Это слышали и члены жюри. Но реагировали по разному. Игорь Михайлович Брилль был предельно строг, потому что предвзят. Свинг, и музыка Цфасмана были основой его раннего творчества. Он профессор! Анатолий Ошерович слышал всё в положительных тонах. Отмечал порой некоторые, скажем, исполнительские неловкости, но был снисходителен к самодеятельным музыкантам. А Игорь Михайлович Бутман, просто кайфовал, войдя в резонанс с забойным ритмом и уже сидя пританцовывал. Время от времени одергивая руку от кофра с сакс-альтом, удерживая себя, чтобы не включиться в джем-сейшн.

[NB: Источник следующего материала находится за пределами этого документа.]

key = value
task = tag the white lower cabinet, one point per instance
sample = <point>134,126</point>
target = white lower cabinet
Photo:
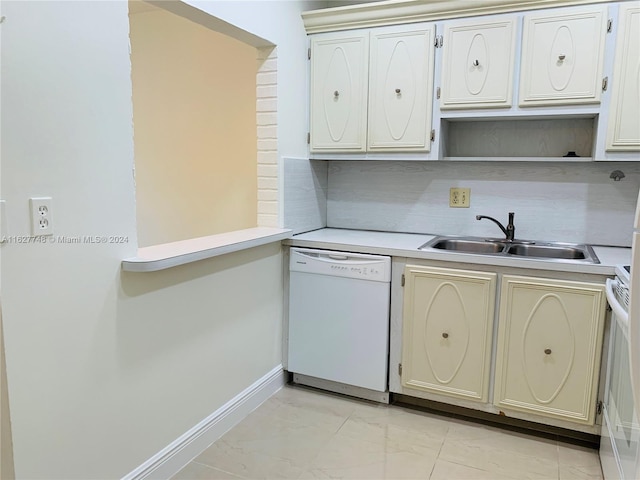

Огромный плазменный экран чутко отражал действия членов жюри. Крупно и в деталях. Для зрителей. То понимающие их улыбки, то руки бьющие по красной кнопке, то явное удовольствие от звучания того или иного произведения. Соучастие. Переживания. Красивые, мудрые их лица. Корифеи. Мэтры. Профессора. Классики джаза! Джазмены!
Они, члены жюри, сидя спиной к музыкантам только слышали исполнение, оценивали аранжировку, стройность звучания, отмечали характер, исполнительское мастерство музыкантов, слышали «дыхание», «цвет» музыки. Слышали, но не видели. В этом и была та самая фишка. Но не одна. Они не видели, да и не могли видеть лица исполнителей. А если б могли увидеть, удивились бы. Каждый! Потому что в оркестре играли по несколько их учеников. Этакий mix. Не простой, сложный.
Так было и в других составах, в других турах. Где органисты, где барабанщики, где саксофонисты, где другие музыканты… составляли сборные оркестры. Потому и замечал порой и Кролл, и Брилль, некоторые, им только заметные, скажем, нюансы. Но это понятно и объяснимо. Времени музыкантам было отведено мало. Составы представляли собой своеобразную самодеятельность, как требовалось по условиям конкурса, как трактовал это Иван Маратович Давыдов. И названия он же придумывал. «Цветы джаза», «Джаз России», «Новое поколение», «Ритм и душа», «Надежда России», и т. д., и т. п. – для правительства, для президента и… Чтоб патриотично. В шорт-листе было заявлено и некое «Вдохновение». Коллектив.